One of the first trade grenades launched by President Trump was aimed at Canadian dairy producers who, predictably, reacted loudly. What’s the big deal?

Nevil Speer

May 8, 2017

2 Min Read
Dairy exports to Canada have NAFTA implications

Canadian dairy trade has been a major focus in the news in recent weeks. As such, this week’s illustration provides some backdrop to the controversy. Annual dairy exports to Canada began to rise in 2007 and have been largely stronger year over year ever since. Last year’s export value to Canada for dairy products equaled $632 million—that’s nearly double 2007’s annual value and 3.5 times bigger versus 2000.

Much of the increase in exports has come in the form of ultra-filtered milk.

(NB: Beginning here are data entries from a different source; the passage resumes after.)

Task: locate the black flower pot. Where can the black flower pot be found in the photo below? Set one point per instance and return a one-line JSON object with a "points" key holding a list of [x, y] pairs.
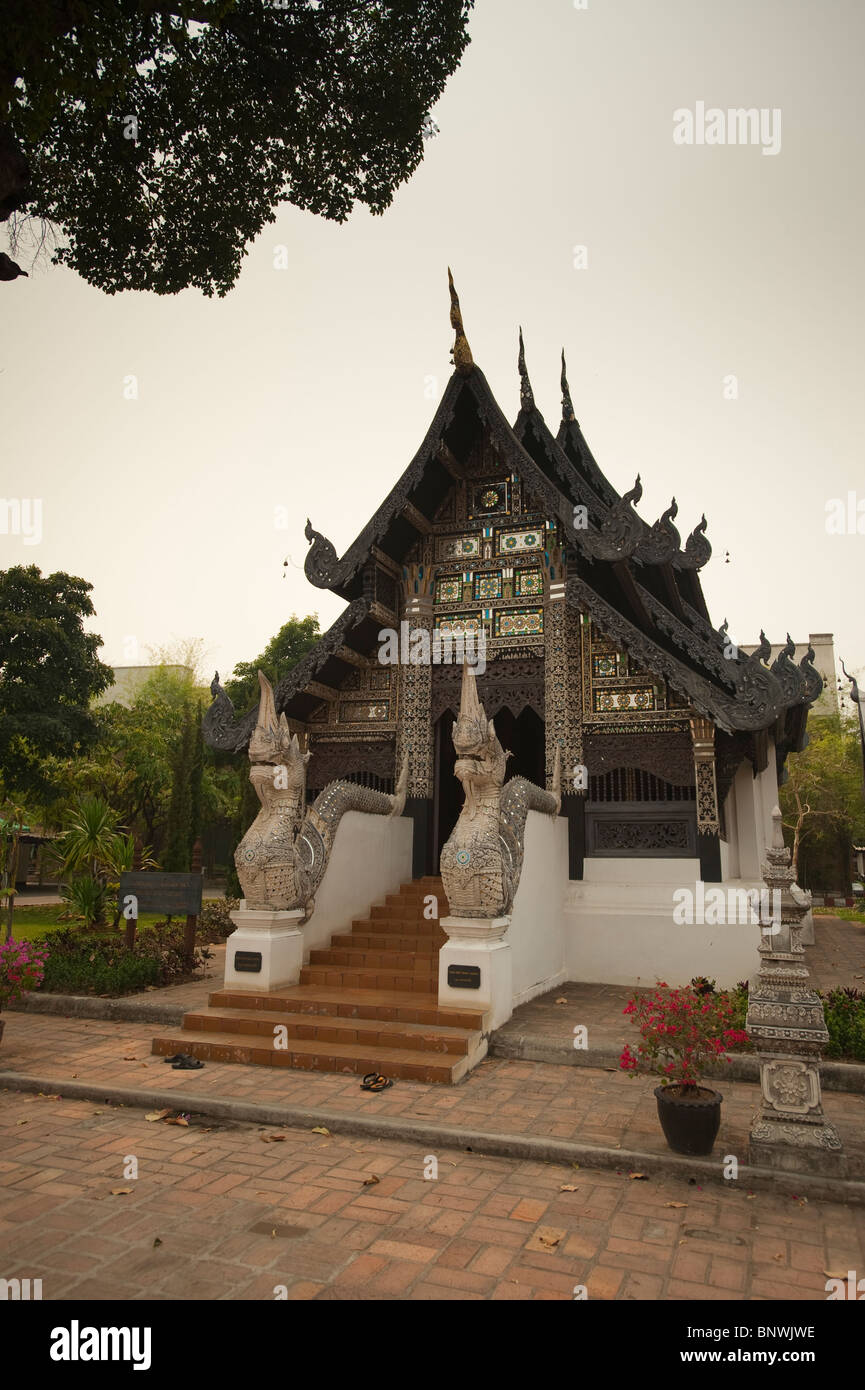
{"points": [[690, 1123]]}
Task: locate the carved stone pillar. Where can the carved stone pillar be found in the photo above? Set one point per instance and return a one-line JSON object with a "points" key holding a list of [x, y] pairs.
{"points": [[787, 1025], [563, 713], [708, 818], [415, 727]]}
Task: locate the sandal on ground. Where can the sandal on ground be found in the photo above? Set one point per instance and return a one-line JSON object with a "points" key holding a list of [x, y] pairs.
{"points": [[374, 1082]]}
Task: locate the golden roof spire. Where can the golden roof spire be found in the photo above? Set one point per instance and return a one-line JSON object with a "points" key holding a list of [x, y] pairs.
{"points": [[462, 353]]}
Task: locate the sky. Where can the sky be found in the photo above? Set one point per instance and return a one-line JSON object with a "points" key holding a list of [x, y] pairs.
{"points": [[708, 296]]}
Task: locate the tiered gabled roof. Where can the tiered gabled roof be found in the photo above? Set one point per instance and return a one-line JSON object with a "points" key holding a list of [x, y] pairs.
{"points": [[636, 580]]}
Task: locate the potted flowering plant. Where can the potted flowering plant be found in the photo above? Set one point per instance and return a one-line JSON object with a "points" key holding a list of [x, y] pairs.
{"points": [[21, 969], [680, 1030]]}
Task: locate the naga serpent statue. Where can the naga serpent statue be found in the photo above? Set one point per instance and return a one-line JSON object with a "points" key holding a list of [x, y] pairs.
{"points": [[283, 856], [481, 861]]}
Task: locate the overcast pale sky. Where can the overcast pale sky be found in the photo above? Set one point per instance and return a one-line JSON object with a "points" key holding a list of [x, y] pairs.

The milk is passed through a specialized membrane that captures larger protein and fat molecules. It’s that concentrated protein component that’s especially important to making cheese. Additionally, the process removes much of the excess water, enabling it to be transported far more economically than would be possible otherwise. 

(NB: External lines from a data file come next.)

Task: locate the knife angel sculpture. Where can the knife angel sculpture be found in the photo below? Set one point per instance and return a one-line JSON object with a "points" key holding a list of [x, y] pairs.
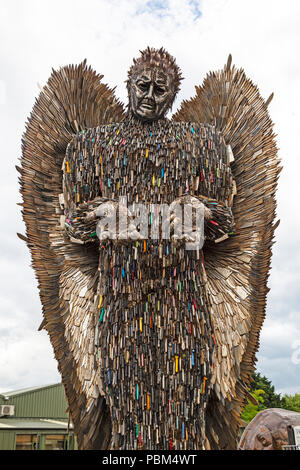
{"points": [[155, 342]]}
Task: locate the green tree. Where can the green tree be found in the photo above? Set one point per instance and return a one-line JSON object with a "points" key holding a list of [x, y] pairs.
{"points": [[271, 399], [292, 402], [251, 409]]}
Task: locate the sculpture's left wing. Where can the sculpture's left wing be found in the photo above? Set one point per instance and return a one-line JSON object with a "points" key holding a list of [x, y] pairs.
{"points": [[73, 99], [238, 267]]}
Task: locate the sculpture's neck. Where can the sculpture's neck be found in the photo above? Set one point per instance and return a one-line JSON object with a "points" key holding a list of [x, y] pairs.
{"points": [[130, 118]]}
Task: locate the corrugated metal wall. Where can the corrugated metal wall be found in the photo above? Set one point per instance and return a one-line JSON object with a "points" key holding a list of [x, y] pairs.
{"points": [[47, 402], [7, 440]]}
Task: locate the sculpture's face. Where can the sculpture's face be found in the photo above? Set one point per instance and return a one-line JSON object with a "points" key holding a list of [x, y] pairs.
{"points": [[151, 94]]}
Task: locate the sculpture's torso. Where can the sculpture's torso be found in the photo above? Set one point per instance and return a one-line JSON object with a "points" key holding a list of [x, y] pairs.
{"points": [[154, 335]]}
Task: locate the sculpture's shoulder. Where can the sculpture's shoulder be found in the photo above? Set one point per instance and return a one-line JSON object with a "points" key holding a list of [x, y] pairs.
{"points": [[95, 134], [196, 130]]}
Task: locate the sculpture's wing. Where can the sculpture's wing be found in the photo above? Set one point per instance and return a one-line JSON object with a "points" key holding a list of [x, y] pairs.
{"points": [[73, 99], [238, 268]]}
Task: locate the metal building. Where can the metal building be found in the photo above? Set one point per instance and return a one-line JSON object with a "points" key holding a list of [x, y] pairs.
{"points": [[36, 419]]}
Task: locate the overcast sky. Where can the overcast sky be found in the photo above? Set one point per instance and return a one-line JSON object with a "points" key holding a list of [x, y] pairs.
{"points": [[263, 37]]}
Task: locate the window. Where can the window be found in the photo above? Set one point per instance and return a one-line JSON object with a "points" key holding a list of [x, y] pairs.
{"points": [[26, 442], [55, 442]]}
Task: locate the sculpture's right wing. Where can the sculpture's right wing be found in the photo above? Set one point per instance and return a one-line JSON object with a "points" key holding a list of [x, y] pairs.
{"points": [[73, 99]]}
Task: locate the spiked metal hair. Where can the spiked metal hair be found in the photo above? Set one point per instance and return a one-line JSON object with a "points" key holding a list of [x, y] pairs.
{"points": [[157, 58]]}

But more important to the trade controversy, ultra-filtration technology was adopted after NAFTA was implemented. As such, shipment of ultra-filtered component across the border is not subject to normal milk tariffs in Canada.


That’s made U.S. ultra-filtered milk price competitive in the Canadian marketplace—especially considering improved cheese yields using the U.S. product. Therefore, Canadian cheese producers have readily imported the product. Hence, the large increase in export value outlined above. 

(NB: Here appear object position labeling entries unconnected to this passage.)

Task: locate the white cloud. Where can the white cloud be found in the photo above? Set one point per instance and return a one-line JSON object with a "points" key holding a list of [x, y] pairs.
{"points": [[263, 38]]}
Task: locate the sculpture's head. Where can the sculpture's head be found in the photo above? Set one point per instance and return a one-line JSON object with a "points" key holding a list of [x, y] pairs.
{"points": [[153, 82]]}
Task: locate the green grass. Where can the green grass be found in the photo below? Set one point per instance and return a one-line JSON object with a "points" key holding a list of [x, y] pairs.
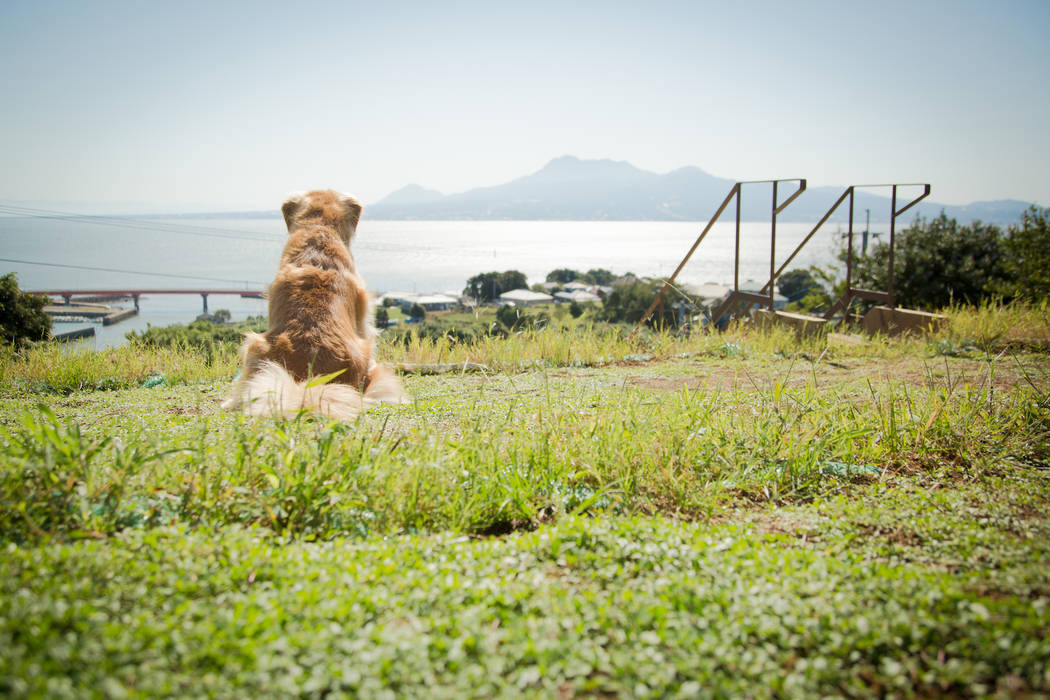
{"points": [[738, 514]]}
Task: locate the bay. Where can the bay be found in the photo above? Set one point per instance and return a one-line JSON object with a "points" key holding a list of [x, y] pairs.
{"points": [[240, 254]]}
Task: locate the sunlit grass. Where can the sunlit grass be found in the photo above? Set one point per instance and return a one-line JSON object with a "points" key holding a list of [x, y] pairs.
{"points": [[746, 514]]}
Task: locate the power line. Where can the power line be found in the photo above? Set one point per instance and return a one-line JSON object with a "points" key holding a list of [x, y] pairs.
{"points": [[132, 272], [137, 224]]}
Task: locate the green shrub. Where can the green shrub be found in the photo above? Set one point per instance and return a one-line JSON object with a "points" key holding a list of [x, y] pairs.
{"points": [[22, 317]]}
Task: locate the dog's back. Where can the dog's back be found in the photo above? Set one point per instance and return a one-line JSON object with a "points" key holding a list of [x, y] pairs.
{"points": [[318, 310]]}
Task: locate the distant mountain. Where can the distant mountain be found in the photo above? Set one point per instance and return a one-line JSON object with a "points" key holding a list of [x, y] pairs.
{"points": [[572, 189]]}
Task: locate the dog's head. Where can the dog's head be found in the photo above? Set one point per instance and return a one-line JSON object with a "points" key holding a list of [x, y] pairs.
{"points": [[326, 207]]}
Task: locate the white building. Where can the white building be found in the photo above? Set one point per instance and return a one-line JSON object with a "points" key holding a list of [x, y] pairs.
{"points": [[525, 298]]}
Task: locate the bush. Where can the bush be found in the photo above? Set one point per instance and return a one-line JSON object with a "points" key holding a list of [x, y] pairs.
{"points": [[563, 276], [629, 301], [1026, 259], [488, 285], [938, 262], [22, 317], [202, 335]]}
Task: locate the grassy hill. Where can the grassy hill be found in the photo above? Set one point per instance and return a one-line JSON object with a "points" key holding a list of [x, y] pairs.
{"points": [[572, 513]]}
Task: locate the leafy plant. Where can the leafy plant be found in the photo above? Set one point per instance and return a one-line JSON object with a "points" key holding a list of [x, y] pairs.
{"points": [[22, 317]]}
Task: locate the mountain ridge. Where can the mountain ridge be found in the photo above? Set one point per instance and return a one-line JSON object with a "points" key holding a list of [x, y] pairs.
{"points": [[568, 188]]}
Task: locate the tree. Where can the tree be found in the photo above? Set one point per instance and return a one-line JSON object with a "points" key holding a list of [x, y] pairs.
{"points": [[1027, 256], [563, 276], [382, 317], [796, 283], [628, 302], [22, 317], [488, 285], [937, 262]]}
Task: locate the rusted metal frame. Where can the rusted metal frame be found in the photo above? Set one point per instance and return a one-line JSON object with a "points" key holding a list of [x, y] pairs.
{"points": [[798, 249], [734, 192], [762, 298], [870, 295], [893, 233], [777, 208]]}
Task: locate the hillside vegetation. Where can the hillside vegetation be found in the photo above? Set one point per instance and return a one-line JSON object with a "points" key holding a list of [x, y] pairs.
{"points": [[559, 513]]}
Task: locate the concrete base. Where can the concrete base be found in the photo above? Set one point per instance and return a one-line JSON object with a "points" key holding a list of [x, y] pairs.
{"points": [[898, 321], [802, 324]]}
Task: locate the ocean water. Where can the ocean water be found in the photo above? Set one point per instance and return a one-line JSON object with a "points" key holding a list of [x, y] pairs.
{"points": [[242, 254]]}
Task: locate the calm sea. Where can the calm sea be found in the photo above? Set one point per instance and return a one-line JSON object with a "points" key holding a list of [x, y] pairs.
{"points": [[240, 254]]}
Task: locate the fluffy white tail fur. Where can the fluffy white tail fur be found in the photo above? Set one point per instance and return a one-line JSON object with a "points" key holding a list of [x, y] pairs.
{"points": [[272, 391]]}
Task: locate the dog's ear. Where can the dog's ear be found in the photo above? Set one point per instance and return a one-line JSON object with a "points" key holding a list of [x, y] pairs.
{"points": [[290, 208], [353, 211]]}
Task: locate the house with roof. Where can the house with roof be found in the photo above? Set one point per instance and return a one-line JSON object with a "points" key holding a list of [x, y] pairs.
{"points": [[525, 298]]}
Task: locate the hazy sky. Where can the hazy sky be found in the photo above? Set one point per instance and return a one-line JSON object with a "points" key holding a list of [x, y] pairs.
{"points": [[234, 104]]}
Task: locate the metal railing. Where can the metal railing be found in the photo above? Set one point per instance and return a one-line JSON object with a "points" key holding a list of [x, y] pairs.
{"points": [[886, 296], [736, 296]]}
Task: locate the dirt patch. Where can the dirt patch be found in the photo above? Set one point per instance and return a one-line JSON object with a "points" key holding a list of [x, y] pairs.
{"points": [[960, 375]]}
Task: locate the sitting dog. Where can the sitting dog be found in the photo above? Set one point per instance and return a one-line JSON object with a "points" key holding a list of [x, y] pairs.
{"points": [[320, 323]]}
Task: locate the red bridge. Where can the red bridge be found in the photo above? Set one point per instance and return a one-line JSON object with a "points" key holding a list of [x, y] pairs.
{"points": [[134, 294]]}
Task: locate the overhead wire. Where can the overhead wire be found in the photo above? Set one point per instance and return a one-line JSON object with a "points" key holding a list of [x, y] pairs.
{"points": [[131, 272]]}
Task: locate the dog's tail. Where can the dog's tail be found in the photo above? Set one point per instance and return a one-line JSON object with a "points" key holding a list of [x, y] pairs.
{"points": [[271, 390]]}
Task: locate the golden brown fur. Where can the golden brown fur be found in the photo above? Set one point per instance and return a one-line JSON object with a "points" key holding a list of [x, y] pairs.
{"points": [[319, 321]]}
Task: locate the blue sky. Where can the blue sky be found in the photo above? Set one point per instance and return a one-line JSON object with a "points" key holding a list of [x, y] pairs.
{"points": [[231, 105]]}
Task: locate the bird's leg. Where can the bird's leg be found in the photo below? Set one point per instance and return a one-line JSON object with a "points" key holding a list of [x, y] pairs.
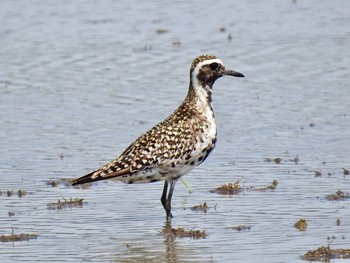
{"points": [[165, 190], [166, 200]]}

Meanwhile, Canada has now created a new class of milk – Class 7 – for the purpose of categorizing high-protein dairy products (i.e. ultra-filtered milk). The new category enables Canadian border officials to recognize the product, and thereby enforce an import tariff on U.S. milk. As a result, U.S. ultra-filtered milk is no longer price competitive and shipments have largely ceased.

All of this has rightfully received lots of attention. It’s a very important topic for the dairy industry—and could potentially have ramifications around NAFTA in general. How do you perceive the controversy? Do you think it could have secondary ramifications to beef and/or pork trade with Canada? What would you recommend to the Trump administration to help resolve this issue for dairy producers? Leave your thoughts in the comment section below.  

Speer is based in Bowling Green, Ky., and serves as vice president of U.S. operations for AgriClear, Inc. – a wholly-owned subsidiary of TMX Group Limited.  The views and opinions of the author expressed herein do not necessarily state or reflect those of the TMX Group Limited and Natural Gas Exchange Inc.

About the Author(s)

Nevil Speer

Nevil Speer serves as an industry consultant and is based in Bowling Green, KY.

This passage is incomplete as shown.